I almost smiled. “What? What’s ‘mmm’?”

She sipped her wine. “It’s not the other end of the world.”

“It is when you have this many fucking commitments, Will.”

I knew how this went. I’d been here before. And this wasn’t Janessa getting pissed when I had to bail on brunch because my mom was having a day. Or Katy, the girl I’d dated freshman year in college, deciding she wanted to be with someone who laughed more and didn’t take life so seriously. Brit was the best thing I’d ever found and I couldn’t even keep her happy for a week.

Willow held a hand up at my tone. “I get it, Nick. But the thing with commitments is you can only use the information you have around you to make them. When those circumstances change, the people who love you will understand.”

“There’s a lot of people to ask to understand.”

“Who?”

I looked up at her and her eyes flew wide. “Me? You feel like you need to be here forme? Well, cross that off your list, buddy. I won’t be the reason you’re unhappy. Alex would haunt me. So give me another.”

“Fine. My mom.”

She leaned back in her chair, eyeing me. “That’s valid. Your mom is sick in a different way than Alex, but it’s still a sickness and I don’t think anyone would wonder why you felt like you needed to be there for her. But let’s just say that didn’t entail a twenty-four-seven vigil.
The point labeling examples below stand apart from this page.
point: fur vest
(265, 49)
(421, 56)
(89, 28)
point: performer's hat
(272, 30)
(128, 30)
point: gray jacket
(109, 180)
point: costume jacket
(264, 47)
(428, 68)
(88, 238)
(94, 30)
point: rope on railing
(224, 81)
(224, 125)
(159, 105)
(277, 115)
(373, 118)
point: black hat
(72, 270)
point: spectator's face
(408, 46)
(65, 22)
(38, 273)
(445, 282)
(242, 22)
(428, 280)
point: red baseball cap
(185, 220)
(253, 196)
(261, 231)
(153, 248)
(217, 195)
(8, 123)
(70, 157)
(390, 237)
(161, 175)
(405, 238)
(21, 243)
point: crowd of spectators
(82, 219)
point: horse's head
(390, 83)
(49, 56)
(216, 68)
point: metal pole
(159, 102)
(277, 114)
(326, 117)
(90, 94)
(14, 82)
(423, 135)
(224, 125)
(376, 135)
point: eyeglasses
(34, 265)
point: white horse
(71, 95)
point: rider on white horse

Let’s just say you had someone who would be willing to share that load with you.”

Was she offering herself? I guess I’d always just assumed when Alex died, Willow would take the first exit off of that hellish highway. Sure, she’d visit and still be a friend, but to take responsibility? “You don’t need to take that on.”

“Your mother has been part mine for twenty years, Nick. She gave me Alex. I love your family and I’m not going anywhere. So give me another reason.”

I blew out a heavy breath. “The company,” I said. “You know, while I was gone, I actually thought what if I just don’t go back?”

Willow’s head tilted. “But you love the family business, Nick. Your mom showed me pictures of you as a kid drawing the company logo on your toy trucks with a Sharpie. You’ve been wearing Callaway and Sons T-shirts since you could dress yourself.”

She gestured to my chest to prove her point and I absently touched the navy blue logo. “It just feels different ever since . . .”

I ran a hand through my hair, hesitating to admit this to another person. Telling Brit had been hard enough. “The day Alex died, we fought about it.”

She nodded like she knew this even though there was no way she could. She was working when we got the call from the hospital. He’d gone alone to the mountain after I’d turned him down.